[Abstract]

Proteins play an important role in addressing global issues of sustainability and health. Proteins have well-defined structures with unique biological or chemical properties. The advances in recombinant protein techniques enable the production of a large amount of proteins including therapeutic proteins and biocatalysts. In order to design recombinant proteins with novel properties, our research group has been exploring biosynthesis of therapeutic proteins and enzymes using non-natural amino acid building blocks. Site-specific incorporation of a non-natural amino acid containing a reactive functional group into a target protein allows site-selective bioconjugation of a protein.

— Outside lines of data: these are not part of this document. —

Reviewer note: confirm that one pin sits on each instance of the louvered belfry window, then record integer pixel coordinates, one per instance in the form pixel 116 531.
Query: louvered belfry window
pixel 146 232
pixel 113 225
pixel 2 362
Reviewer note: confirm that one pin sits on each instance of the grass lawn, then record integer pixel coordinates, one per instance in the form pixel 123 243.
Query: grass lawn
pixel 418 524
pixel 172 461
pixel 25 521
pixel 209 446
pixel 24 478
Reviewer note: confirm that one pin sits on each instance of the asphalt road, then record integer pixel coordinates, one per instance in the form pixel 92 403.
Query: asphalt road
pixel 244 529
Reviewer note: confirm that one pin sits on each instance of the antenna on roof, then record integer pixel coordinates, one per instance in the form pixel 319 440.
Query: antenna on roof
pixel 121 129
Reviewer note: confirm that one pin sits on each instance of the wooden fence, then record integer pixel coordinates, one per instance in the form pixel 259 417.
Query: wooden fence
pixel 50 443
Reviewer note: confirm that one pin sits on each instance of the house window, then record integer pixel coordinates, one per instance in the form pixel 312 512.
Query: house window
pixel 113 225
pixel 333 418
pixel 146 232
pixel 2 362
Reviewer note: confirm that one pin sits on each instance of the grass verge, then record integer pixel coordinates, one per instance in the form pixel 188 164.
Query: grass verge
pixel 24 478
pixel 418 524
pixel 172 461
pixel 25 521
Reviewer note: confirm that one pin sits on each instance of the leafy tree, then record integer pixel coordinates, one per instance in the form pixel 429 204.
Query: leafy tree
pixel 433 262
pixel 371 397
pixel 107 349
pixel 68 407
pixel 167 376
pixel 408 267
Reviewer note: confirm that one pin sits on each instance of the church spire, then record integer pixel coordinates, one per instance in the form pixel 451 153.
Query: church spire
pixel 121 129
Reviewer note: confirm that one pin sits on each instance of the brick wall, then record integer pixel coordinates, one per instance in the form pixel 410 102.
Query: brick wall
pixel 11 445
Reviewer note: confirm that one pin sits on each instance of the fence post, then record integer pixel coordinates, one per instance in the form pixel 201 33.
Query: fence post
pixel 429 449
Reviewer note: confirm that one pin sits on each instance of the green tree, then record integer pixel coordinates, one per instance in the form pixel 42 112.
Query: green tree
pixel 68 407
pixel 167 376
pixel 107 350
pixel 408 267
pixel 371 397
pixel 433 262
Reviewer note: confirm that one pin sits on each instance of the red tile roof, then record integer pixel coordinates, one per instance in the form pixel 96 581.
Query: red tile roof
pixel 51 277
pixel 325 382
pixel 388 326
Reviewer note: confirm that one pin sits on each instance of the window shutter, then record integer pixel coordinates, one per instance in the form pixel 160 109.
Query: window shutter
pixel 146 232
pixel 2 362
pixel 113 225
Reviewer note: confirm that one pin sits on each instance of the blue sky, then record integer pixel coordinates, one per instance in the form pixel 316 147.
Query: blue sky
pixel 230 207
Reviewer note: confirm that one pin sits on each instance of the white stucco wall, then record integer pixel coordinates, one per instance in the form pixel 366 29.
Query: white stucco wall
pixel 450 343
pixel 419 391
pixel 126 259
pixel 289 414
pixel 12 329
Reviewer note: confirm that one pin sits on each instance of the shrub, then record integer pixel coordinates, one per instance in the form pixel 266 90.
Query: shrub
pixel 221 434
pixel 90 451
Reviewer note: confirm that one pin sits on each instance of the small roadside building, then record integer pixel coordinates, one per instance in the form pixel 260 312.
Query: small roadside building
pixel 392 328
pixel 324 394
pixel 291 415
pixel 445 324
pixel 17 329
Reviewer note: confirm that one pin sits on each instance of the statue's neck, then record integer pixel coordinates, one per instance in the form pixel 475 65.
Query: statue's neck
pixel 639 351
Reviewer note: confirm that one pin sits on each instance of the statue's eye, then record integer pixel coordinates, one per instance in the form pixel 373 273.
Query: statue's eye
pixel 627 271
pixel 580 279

Previously we demonstrated that the combination of the site-specific non-natural amino acid incorporation technique and chemoselective chemistries was successfully employed to improve the serum half-life of a recombinant protein in vivo. Recently, we extended this research to achieve the prolonged activity of a therapeutic protein in vivo via the site-selective albumination. Besides therapeutic proteins, enzymes catalyzing diverse reactions are another important group of proteins. In nature, multiple enzymes in on metabolic pathway are clustered to achieve efficient cascade reactions. Similarly, multiple enzymes of our choice can be combined to perform cascade reactions to produce value-added compounds. Our group exploited whether chemical conjugation of multiple enzymes can enhance an overall cascade reaction efficiency. Then, we developed a novel strategy to control the active site orientation in multiple enzymes and investigated the importance of the active site orientation on an overall cascade reaction efficiency.